Kendi ahmaklığımız ve tembelliğimiz, IMF’nin sabotajları yüzünden tarımımız çöktü. Ekmeklik buğdayımızı, yemeklik yağımızı bile dışarıdan satın alıyoruz. Bu konuda hangi uzmanımız, hangi düşünürümüz bir kitap yazmıştır? Gazetelerde bazen binde bir nisbetinde faydalı, önemli yazılar çıkıyor. Lâkin günlük bir gazetenin ömrü birkaç saattir. Gazete saklanmaz ki. Önemli, ciddî, hayatî konuları gazete makalesi şeklinde değil, kitap ve broşür olarak yazıya geçirmek gerekir. Önemli kitapların onbinlerce, yüzbinlerce, bazısının milyonlarca satılması, okunması gerekir.

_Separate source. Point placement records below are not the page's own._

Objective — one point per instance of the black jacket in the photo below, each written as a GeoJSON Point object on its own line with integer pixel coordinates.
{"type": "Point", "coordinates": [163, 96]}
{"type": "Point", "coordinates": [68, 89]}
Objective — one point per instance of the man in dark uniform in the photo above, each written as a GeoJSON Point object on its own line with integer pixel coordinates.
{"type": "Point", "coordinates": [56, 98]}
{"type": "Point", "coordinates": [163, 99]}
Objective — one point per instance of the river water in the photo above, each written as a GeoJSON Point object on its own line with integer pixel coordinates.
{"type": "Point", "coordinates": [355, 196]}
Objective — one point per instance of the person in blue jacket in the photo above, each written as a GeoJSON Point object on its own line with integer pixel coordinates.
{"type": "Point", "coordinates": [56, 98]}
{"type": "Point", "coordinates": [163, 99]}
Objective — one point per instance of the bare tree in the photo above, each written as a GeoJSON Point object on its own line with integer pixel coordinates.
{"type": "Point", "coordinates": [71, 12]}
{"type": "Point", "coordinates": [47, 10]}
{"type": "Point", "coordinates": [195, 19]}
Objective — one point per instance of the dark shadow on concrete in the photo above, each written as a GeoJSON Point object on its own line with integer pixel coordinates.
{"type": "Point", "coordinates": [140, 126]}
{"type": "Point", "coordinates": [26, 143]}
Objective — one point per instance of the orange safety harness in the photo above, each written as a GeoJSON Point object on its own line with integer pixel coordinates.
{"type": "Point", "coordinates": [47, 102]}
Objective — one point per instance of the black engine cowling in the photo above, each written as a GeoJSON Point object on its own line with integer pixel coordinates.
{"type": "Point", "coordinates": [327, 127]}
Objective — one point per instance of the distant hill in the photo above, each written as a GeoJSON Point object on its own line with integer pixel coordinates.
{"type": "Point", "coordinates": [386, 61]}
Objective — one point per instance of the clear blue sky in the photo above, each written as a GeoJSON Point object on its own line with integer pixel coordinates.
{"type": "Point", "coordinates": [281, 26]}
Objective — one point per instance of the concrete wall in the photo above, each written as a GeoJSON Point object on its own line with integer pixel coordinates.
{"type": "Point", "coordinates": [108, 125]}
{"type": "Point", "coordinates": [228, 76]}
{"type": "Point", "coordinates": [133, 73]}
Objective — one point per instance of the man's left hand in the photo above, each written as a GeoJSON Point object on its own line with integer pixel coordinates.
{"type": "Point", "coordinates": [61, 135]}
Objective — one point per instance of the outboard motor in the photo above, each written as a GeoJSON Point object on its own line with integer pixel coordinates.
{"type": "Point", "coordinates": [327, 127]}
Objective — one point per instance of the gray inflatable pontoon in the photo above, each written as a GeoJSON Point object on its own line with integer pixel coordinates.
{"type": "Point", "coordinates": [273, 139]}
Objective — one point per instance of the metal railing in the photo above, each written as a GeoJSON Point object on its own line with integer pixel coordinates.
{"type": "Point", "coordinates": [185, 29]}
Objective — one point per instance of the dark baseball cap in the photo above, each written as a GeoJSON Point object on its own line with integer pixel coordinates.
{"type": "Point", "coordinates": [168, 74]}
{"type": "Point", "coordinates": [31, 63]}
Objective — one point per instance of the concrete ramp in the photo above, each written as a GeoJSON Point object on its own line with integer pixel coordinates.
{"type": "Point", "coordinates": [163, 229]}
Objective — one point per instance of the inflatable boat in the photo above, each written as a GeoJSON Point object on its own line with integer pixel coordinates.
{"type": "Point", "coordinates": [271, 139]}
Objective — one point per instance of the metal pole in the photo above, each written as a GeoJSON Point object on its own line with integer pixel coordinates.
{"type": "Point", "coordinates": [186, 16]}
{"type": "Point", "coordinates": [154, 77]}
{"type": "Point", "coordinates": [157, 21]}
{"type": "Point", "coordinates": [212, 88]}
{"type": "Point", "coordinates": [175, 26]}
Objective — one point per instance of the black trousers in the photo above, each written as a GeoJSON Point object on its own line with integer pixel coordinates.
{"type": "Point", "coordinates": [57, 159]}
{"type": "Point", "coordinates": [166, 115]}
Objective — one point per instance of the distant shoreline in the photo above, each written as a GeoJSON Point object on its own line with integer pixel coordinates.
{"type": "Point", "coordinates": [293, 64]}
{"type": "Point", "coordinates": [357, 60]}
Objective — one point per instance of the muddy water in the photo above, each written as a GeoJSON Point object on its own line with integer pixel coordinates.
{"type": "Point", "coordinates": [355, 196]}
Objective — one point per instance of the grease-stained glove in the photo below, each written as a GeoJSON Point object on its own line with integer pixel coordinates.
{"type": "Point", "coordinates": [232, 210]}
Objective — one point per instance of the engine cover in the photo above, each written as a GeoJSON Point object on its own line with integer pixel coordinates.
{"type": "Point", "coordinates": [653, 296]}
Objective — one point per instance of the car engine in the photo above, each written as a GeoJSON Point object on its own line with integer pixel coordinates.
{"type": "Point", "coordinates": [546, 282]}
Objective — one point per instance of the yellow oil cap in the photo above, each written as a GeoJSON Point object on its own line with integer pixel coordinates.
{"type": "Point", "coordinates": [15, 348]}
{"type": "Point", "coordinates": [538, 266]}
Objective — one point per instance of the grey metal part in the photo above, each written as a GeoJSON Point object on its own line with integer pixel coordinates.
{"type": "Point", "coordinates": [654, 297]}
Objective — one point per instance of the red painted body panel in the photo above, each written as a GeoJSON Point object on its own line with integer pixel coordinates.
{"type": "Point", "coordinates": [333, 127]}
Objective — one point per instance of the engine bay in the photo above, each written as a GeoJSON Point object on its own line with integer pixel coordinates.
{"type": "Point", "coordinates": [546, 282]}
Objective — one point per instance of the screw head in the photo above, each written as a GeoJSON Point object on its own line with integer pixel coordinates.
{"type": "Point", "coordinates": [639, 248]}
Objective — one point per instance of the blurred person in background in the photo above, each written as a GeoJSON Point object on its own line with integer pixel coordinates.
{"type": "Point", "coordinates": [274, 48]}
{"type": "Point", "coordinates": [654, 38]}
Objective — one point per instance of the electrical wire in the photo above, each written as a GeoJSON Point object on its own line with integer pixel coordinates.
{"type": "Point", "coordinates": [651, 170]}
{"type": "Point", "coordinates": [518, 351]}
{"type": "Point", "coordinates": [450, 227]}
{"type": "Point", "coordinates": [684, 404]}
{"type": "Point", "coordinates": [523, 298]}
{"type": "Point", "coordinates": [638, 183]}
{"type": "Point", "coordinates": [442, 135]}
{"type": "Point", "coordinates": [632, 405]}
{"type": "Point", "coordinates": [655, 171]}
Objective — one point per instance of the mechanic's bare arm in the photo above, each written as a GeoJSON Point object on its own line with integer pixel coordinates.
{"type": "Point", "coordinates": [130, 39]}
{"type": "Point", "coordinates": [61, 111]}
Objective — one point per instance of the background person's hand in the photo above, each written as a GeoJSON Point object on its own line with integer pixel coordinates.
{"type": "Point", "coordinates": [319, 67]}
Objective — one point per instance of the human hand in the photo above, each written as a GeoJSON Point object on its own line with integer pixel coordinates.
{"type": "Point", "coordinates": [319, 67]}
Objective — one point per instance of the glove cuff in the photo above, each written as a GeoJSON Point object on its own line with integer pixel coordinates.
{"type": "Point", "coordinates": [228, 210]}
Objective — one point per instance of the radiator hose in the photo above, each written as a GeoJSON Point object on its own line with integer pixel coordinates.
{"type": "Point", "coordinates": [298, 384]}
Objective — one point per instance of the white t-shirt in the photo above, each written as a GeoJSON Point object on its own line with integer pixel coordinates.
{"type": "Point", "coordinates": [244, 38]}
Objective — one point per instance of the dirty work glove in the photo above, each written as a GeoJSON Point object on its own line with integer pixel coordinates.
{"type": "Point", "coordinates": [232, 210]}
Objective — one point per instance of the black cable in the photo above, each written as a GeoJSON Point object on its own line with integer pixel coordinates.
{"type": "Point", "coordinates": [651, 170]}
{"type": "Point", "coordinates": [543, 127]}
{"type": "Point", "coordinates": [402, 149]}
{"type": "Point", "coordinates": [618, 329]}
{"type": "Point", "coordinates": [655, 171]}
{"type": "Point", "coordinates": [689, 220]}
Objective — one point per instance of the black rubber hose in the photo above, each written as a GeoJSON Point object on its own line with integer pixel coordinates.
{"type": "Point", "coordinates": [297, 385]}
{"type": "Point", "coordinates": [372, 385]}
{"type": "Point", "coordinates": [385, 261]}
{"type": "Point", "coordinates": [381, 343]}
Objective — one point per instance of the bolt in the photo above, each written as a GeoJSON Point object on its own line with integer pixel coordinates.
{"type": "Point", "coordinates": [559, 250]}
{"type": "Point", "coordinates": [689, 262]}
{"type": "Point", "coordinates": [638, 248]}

Türkiye ile Ermenistan arasında çok ciddî kopukluk vardır. İki ülke normal siyasî, ticarî, iktisadî, kültürel, turistik münasebetler kurmamıştır. Siz bir vatandaş olarak Türkiye ile Ermenistan arasındaki anlaşmazlıkları öğrenmek istiyorsunuz, kitapçılarda bu konuda bir kitap bulabilir misiniz?

Bundan on yıl kadar önce Erzincan’ın Başbağlar köyünde çok feci bir toplu cinayet işlendi. Camiden çıkan otuz küsur mâsum vatandaşımız kurşunlanarak şehid edildi. Bu konuda, vak’ayı iyice anlatan, aydınlatan bir araştırma kitabı çıkmış mıdır?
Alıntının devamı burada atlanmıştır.